[OVN] Router Availability Zones doesn't work with segmented networks

Bug #1939144 reported by Lucas Alvares Gomes
6
This bug affects 1 person
Affects Status Importance Assigned to Milestone
neutron
Fix Released
High
Lucas Alvares Gomes

Bug Description

Hi,

Looking at the external networks from the edge environment I see that
these fields are None:
| provider:network_type | None |
| provider:physical_network | None |

Instead we have this:

| segments | [{'provider:network_type': 'flat',
'provider:physical_network': 'leaf0', 'provider:segmentation_id':
None}, {'provider:network_type': 'flat', 'provider:physical_network':
'leaf1', 'provider:segmentation_id': None}, {'provider:network_type':
'flat', 'provider:physical_network': 'leaf2',
'provider:segmentation_id': None}] |

When building a list of candidates nodes to scheduler the gateway
router ports to, the ML2/OVN driver tries to check if there's a
physical network on the nodes, see [0][1]. And in order to do that it
uses the "provider:network_type" and "provider:physical_network"
fields (see [1]).

So the physnet attribute is now None (see [0]) and when it gets to the
get_candidates_for_scheduling() method [2] the list of candidates will
be empty because no gateway node matched this physnet.
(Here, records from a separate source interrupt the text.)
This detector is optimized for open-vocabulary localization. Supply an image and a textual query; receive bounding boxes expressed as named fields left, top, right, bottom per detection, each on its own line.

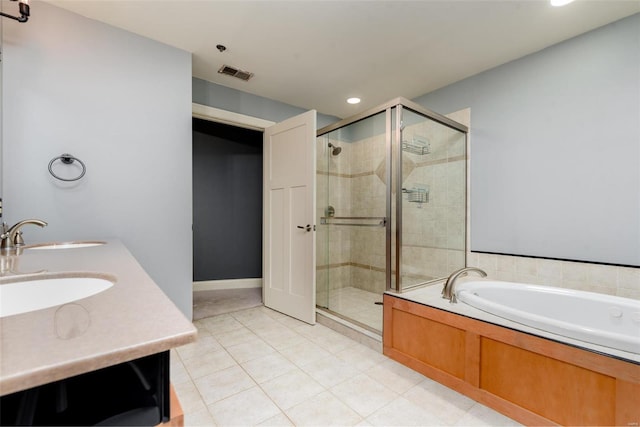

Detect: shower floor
left=317, top=286, right=382, bottom=332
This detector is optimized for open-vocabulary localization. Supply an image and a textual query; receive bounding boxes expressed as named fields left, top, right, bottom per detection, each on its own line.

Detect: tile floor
left=171, top=306, right=518, bottom=426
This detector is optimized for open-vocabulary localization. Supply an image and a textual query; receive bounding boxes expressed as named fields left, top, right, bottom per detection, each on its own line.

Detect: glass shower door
left=396, top=108, right=466, bottom=290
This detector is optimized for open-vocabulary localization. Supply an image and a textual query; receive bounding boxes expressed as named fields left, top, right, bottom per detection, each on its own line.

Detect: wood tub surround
left=383, top=294, right=640, bottom=426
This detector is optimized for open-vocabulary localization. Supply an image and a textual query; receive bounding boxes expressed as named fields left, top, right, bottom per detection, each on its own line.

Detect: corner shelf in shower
left=402, top=136, right=431, bottom=156
left=320, top=216, right=387, bottom=227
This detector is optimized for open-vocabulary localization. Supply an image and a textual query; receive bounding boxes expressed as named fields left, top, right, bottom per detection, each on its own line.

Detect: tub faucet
left=442, top=267, right=487, bottom=304
left=0, top=219, right=47, bottom=250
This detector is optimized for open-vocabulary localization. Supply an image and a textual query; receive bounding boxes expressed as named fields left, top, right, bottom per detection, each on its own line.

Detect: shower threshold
left=316, top=306, right=382, bottom=352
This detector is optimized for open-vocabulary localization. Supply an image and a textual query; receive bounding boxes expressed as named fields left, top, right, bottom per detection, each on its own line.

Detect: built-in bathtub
left=456, top=280, right=640, bottom=354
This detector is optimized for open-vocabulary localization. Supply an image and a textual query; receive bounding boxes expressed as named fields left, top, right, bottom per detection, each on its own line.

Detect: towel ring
left=49, top=153, right=87, bottom=182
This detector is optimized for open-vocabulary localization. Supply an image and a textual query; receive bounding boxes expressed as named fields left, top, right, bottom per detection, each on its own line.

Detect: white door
left=263, top=110, right=316, bottom=324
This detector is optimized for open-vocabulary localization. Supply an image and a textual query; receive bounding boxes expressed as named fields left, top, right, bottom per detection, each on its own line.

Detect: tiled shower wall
left=468, top=253, right=640, bottom=299
left=317, top=110, right=466, bottom=299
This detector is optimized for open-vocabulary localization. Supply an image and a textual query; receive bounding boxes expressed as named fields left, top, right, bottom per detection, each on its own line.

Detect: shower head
left=329, top=143, right=342, bottom=156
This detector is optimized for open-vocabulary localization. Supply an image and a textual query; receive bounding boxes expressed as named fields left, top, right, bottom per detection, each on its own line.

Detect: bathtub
left=456, top=280, right=640, bottom=354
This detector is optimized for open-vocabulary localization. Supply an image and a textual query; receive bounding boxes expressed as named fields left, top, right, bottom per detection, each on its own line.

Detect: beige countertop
left=0, top=240, right=196, bottom=395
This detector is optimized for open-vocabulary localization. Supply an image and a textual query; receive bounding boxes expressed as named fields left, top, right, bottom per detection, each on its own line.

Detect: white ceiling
left=45, top=0, right=640, bottom=117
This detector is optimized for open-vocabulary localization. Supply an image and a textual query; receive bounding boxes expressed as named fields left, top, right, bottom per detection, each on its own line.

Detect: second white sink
left=0, top=273, right=116, bottom=317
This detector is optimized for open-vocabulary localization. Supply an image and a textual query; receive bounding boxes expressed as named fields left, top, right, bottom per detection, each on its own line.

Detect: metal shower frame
left=316, top=97, right=469, bottom=292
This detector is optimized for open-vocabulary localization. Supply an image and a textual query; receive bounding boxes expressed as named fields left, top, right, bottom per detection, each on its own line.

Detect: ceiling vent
left=218, top=65, right=253, bottom=82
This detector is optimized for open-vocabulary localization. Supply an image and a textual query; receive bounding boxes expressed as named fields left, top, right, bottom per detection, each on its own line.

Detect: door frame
left=191, top=102, right=276, bottom=132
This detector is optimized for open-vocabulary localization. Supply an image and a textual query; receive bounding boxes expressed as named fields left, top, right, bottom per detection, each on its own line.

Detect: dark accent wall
left=193, top=118, right=262, bottom=281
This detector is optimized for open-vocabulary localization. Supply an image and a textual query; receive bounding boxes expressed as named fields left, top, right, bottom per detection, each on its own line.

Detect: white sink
left=0, top=273, right=116, bottom=317
left=24, top=241, right=106, bottom=250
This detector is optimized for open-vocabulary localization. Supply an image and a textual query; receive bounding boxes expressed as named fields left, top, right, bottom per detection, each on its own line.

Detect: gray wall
left=192, top=77, right=340, bottom=129
left=2, top=2, right=192, bottom=318
left=415, top=14, right=640, bottom=266
left=193, top=118, right=263, bottom=281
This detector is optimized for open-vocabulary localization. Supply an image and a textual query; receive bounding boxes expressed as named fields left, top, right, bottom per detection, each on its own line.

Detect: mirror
left=419, top=14, right=640, bottom=267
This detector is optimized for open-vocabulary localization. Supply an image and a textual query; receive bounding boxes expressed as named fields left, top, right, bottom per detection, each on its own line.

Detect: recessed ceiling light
left=551, top=0, right=573, bottom=6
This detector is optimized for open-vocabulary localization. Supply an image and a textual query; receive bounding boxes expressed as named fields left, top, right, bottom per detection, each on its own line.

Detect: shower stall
left=316, top=98, right=468, bottom=334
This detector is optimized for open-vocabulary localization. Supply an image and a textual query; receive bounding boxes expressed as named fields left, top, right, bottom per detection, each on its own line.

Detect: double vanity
left=0, top=236, right=196, bottom=425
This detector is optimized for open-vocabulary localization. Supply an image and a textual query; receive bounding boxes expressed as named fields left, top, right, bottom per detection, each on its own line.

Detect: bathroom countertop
left=0, top=239, right=197, bottom=395
left=386, top=277, right=640, bottom=363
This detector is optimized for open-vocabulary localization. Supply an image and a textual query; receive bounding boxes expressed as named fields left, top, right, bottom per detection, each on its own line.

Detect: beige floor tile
left=330, top=374, right=398, bottom=417
left=366, top=359, right=425, bottom=394
left=336, top=345, right=390, bottom=372
left=261, top=369, right=325, bottom=410
left=280, top=340, right=331, bottom=366
left=194, top=366, right=256, bottom=405
left=169, top=355, right=191, bottom=384
left=258, top=412, right=294, bottom=427
left=241, top=353, right=298, bottom=384
left=300, top=355, right=360, bottom=388
left=209, top=386, right=281, bottom=426
left=177, top=335, right=222, bottom=362
left=173, top=381, right=207, bottom=414
left=231, top=307, right=275, bottom=328
left=197, top=314, right=244, bottom=335
left=403, top=379, right=476, bottom=425
left=367, top=397, right=446, bottom=427
left=307, top=325, right=357, bottom=353
left=285, top=391, right=362, bottom=426
left=184, top=408, right=218, bottom=427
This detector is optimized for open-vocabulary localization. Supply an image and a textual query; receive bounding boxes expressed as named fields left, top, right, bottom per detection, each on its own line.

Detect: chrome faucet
left=442, top=267, right=487, bottom=304
left=0, top=219, right=47, bottom=250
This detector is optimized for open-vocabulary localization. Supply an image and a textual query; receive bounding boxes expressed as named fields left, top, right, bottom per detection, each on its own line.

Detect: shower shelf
left=402, top=136, right=431, bottom=156
left=320, top=216, right=387, bottom=227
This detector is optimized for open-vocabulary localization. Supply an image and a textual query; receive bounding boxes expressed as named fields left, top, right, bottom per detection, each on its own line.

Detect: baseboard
left=193, top=277, right=262, bottom=292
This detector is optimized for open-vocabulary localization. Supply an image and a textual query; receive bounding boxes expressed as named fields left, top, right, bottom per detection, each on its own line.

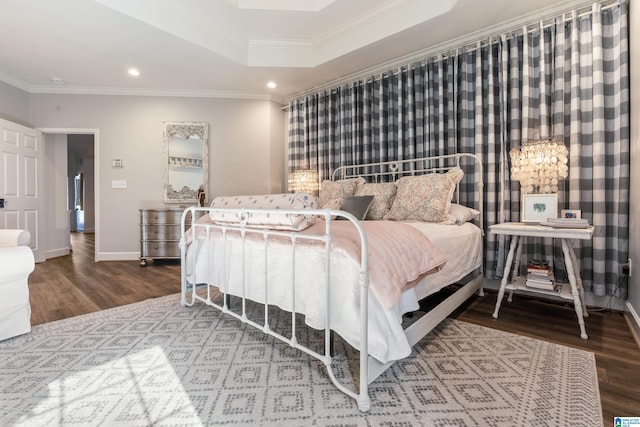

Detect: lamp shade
left=289, top=169, right=319, bottom=196
left=509, top=138, right=569, bottom=194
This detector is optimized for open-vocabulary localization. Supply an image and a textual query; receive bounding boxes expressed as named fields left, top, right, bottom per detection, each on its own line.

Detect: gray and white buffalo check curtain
left=289, top=1, right=630, bottom=298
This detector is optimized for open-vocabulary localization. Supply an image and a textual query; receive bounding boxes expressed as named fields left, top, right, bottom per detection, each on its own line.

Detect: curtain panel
left=288, top=1, right=630, bottom=298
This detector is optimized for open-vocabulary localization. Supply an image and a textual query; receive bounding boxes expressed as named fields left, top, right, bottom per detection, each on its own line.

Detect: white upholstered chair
left=0, top=229, right=35, bottom=340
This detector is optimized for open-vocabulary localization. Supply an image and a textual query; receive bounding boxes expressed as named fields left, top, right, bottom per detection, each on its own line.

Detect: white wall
left=44, top=135, right=71, bottom=259
left=627, top=0, right=640, bottom=336
left=25, top=94, right=285, bottom=260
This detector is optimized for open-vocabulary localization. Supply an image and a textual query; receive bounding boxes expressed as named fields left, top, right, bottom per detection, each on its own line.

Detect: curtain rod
left=283, top=0, right=626, bottom=102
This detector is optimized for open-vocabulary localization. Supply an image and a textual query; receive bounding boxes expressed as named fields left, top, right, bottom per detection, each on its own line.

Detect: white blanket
left=182, top=217, right=478, bottom=362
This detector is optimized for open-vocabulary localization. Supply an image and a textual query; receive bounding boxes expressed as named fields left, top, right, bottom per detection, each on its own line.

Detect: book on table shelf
left=526, top=280, right=562, bottom=293
left=540, top=218, right=589, bottom=228
left=525, top=259, right=556, bottom=291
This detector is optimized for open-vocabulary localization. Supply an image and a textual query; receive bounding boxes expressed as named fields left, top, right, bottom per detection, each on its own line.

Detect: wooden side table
left=489, top=222, right=594, bottom=340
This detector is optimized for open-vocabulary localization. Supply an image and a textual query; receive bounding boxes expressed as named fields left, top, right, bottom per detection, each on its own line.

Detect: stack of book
left=525, top=260, right=556, bottom=291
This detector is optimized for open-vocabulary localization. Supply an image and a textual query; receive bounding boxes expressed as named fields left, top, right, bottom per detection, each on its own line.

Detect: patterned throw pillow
left=385, top=168, right=464, bottom=222
left=356, top=182, right=397, bottom=219
left=318, top=177, right=365, bottom=209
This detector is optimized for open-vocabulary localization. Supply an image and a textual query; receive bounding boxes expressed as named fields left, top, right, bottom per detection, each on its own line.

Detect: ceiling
left=0, top=0, right=590, bottom=100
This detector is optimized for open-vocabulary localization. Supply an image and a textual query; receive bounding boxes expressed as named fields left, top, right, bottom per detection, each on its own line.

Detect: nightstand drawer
left=140, top=224, right=180, bottom=240
left=140, top=209, right=182, bottom=224
left=140, top=240, right=180, bottom=258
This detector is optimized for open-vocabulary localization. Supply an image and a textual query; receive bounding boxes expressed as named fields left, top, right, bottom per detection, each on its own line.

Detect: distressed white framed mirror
left=163, top=122, right=209, bottom=203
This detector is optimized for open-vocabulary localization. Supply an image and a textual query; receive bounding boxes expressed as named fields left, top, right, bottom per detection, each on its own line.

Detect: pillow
left=355, top=182, right=396, bottom=219
left=338, top=196, right=373, bottom=220
left=385, top=168, right=464, bottom=222
left=319, top=177, right=365, bottom=209
left=449, top=203, right=480, bottom=225
left=209, top=193, right=317, bottom=231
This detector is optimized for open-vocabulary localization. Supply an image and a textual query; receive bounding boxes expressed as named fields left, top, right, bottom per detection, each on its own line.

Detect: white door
left=0, top=119, right=45, bottom=262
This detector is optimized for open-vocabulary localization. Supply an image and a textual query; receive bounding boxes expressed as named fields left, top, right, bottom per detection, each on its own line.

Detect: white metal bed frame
left=180, top=153, right=484, bottom=411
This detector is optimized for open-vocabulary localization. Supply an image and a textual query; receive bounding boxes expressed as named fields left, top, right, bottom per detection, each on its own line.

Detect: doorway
left=38, top=128, right=100, bottom=262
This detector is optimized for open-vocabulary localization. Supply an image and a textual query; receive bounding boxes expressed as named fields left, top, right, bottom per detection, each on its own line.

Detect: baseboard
left=624, top=301, right=640, bottom=348
left=44, top=248, right=71, bottom=259
left=96, top=252, right=140, bottom=262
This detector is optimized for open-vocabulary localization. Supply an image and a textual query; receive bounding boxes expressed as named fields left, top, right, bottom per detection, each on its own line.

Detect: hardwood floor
left=29, top=233, right=180, bottom=325
left=29, top=233, right=640, bottom=426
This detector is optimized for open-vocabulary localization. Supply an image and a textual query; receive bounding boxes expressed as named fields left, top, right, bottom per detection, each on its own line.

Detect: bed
left=180, top=154, right=484, bottom=411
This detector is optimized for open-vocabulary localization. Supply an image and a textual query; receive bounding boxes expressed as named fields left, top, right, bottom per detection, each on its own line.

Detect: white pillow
left=209, top=193, right=317, bottom=231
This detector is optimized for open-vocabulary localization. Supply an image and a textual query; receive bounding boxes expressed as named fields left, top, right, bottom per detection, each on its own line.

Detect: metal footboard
left=180, top=207, right=371, bottom=411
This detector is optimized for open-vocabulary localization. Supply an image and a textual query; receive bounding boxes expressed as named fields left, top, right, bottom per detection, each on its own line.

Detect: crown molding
left=0, top=73, right=285, bottom=104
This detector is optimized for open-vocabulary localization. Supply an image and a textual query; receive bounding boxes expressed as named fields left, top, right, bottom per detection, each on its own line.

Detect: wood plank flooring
left=29, top=233, right=640, bottom=426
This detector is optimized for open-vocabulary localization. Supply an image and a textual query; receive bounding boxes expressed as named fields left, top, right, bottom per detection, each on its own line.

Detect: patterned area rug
left=0, top=294, right=602, bottom=427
Also it is in
this method that we filter the candidates based on the AZs.

Now, the reason why it does not fail and the gw port still get
scheduled to any other gw node is because once it gets to the
scheduler code if the list candidates is empty it will then just fetch
a list of gw chassis without any consideration [3] regarding the
physnets and use it as candidates.

As you can see the code is messy and a future refactor may be needed.
For this problem specifically I would recommend doing a simpler fix where
get_candidates_for_scheduling() would consider all GW chassis independent
of the physnet in case it's None and then filter these Chassis based on
their AZ. That would be a simpler fix that is backportable.

[0] https://github.com/openstack/neutron/blob/b7befc98118c270877b42e94f9cb6f7ccad0b072/neutron/plugins/ml2/drivers/ovn/mech_driver/ovsdb/ovn_client.py#L1370
[1] https://github.com/openstack/neutron/blob/b7befc98118c270877b42e94f9cb6f7ccad0b072/neutron/plugins/ml2/drivers/ovn/mech_driver/ovsdb/ovn_client.py#L1314-L1317
[2] https://github.com/openstack/neutron/blob/b7befc98118c270877b42e94f9cb6f7ccad0b072/neutron/plugins/ml2/drivers/ovn/mech_driver/ovsdb/ovn_client.py#L1291-L1296
[3] https://github.com/openstack/neutron/blob/b7befc98118c270877b42e94f9cb6f7ccad0b072/neutron/scheduler/l3_ovn_scheduler.py#L62

Changed in neutron:
status: New → Confirmed
importance: Undecided → High
assignee: nobody → Lucas Alvares Gomes (lucasagomes)
tags: added: ovn
Revision history for this message
OpenStack Infra (hudson-openstack) wrote : Fix proposed to neutron (master)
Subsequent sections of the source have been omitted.